Tapping public funds. In Camden, N.J., a 26-year-old "mother" applied for welfare for her five chil­dren. She presented the birth cer­tificates for all five. A tip caused authorities to investigate further. The woman had no children, but she had several identities, and Social Security cards and New Jersey driver's licenses to back them up. "She could have got about $600 a month for nothing," said one detective on the case.

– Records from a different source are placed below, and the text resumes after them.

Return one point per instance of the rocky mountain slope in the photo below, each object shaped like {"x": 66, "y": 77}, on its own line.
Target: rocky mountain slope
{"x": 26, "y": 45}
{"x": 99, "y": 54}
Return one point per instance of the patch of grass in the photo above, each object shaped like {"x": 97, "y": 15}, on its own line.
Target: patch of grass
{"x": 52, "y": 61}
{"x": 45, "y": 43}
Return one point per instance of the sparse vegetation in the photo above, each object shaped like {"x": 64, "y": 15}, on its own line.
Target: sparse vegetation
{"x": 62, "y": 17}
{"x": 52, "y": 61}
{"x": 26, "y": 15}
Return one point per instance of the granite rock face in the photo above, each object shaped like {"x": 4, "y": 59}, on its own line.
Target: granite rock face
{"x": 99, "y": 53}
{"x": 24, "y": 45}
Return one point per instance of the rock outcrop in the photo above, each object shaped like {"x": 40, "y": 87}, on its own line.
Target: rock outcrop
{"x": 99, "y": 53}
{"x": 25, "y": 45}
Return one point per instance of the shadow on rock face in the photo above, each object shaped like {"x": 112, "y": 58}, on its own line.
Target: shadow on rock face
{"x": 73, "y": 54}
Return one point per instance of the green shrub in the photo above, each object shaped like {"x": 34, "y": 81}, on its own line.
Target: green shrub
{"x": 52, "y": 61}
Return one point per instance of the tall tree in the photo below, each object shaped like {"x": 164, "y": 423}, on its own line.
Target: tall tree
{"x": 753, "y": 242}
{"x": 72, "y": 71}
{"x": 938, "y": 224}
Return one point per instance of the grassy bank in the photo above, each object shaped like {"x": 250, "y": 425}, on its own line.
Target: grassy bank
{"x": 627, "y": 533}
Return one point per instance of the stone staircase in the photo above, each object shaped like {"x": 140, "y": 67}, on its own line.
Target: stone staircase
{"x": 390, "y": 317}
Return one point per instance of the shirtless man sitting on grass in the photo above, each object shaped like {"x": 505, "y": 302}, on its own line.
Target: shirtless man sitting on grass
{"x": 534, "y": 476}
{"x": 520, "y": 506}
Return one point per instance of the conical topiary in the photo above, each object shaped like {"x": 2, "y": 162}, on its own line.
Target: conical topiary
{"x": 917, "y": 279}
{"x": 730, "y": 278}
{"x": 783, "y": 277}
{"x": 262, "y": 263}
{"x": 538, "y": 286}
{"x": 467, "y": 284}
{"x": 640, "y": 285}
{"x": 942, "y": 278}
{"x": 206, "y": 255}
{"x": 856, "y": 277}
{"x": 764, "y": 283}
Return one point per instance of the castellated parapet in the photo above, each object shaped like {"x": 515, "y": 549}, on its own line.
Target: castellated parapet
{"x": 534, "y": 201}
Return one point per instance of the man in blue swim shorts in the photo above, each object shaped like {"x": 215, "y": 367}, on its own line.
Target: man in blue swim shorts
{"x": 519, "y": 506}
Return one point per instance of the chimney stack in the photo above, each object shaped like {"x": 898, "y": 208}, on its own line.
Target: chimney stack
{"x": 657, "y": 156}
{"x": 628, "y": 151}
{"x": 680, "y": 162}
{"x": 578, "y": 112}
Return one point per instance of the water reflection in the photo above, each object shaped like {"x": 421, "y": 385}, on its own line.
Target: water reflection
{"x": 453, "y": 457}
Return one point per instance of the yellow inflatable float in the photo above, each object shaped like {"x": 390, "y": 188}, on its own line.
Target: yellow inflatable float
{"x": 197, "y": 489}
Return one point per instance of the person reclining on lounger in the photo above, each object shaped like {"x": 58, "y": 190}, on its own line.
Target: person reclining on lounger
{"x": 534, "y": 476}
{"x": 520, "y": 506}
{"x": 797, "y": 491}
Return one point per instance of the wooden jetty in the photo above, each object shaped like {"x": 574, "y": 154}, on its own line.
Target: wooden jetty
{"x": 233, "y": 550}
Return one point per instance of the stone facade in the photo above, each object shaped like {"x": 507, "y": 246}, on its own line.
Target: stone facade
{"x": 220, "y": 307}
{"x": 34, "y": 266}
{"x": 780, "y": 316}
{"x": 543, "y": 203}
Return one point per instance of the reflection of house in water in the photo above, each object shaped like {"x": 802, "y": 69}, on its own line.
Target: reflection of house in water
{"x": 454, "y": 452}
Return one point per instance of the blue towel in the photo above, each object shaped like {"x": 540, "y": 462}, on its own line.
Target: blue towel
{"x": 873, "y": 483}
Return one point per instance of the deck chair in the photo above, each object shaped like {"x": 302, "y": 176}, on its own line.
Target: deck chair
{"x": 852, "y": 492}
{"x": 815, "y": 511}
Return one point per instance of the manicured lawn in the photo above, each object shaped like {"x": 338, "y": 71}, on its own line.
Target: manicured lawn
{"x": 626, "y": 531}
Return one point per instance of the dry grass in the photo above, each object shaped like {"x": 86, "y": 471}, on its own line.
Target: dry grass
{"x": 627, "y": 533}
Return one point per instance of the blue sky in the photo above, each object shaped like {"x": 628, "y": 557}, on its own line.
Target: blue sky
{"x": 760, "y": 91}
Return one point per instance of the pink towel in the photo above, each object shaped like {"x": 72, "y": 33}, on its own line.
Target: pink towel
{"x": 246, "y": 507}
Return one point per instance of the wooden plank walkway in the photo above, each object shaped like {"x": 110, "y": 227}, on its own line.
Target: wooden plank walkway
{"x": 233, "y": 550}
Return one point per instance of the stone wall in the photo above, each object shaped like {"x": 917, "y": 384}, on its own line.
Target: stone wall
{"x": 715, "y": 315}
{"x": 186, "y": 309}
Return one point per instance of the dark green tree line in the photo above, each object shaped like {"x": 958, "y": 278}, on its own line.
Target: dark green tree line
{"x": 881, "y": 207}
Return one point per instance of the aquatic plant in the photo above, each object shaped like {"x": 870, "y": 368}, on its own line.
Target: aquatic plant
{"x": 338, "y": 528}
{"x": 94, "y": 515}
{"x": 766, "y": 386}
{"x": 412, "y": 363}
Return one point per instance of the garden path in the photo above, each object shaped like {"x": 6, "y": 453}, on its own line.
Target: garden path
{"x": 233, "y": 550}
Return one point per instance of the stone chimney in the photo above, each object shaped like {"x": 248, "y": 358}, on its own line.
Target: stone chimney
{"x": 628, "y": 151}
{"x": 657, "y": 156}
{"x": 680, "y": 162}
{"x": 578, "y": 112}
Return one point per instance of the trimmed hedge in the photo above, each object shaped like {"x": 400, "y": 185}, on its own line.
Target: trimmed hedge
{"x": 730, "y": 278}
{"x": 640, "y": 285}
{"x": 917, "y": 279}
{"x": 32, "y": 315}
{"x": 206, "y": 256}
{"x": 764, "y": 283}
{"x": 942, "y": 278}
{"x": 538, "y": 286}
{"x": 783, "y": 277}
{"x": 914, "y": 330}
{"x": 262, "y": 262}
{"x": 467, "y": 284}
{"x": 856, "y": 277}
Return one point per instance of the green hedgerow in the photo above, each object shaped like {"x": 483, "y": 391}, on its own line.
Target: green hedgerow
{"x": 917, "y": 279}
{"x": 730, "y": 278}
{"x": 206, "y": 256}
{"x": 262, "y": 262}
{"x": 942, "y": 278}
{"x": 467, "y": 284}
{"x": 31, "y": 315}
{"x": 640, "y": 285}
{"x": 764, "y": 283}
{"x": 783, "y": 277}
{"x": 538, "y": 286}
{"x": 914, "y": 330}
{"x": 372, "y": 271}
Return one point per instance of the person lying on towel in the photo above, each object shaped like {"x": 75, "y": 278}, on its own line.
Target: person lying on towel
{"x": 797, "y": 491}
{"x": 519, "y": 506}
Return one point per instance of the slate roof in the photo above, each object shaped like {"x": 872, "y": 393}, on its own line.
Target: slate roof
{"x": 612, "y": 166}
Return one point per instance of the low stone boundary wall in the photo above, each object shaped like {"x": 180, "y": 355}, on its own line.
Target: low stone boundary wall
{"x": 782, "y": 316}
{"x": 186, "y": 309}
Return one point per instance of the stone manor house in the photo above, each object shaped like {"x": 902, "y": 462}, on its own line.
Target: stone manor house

In Chicago, authorities nabbed a "welfare queen" who used 250 ali­ases in 16 states to milk huge amounts of money — more than $130,000 in Illinois alone in one year — from a variety of social-welfare programs. Authorities charge that while representing herself as an un­employed mother or widow, the woman used at least 31 different ad­dresses, three Social Security num­bers, records of eight "deceased" husbands, and documents for some 24 children. She owns at least four cars, including two Cadillacs. At her preliminary hearing, her own attorney proved to be unsure of her real name.

"Legitimizing” fraudulent checks. In California, a group of con men scanned want-ads for expensive cars being sold by private owners. Well-dressed and backed with fraudu­lently obtained I.D-s, they met the owners at their homes, dickered over price and agreed to buy. They always worked it out so that the transaction took place after banking hours. They would present a phony cashier's check for the car and drive off. By the time the seller discovered that the check was worthless, the buyer, again using fraudulently ob­tained documents, had sold the car to a legitimate dealer and moved on to the next victim.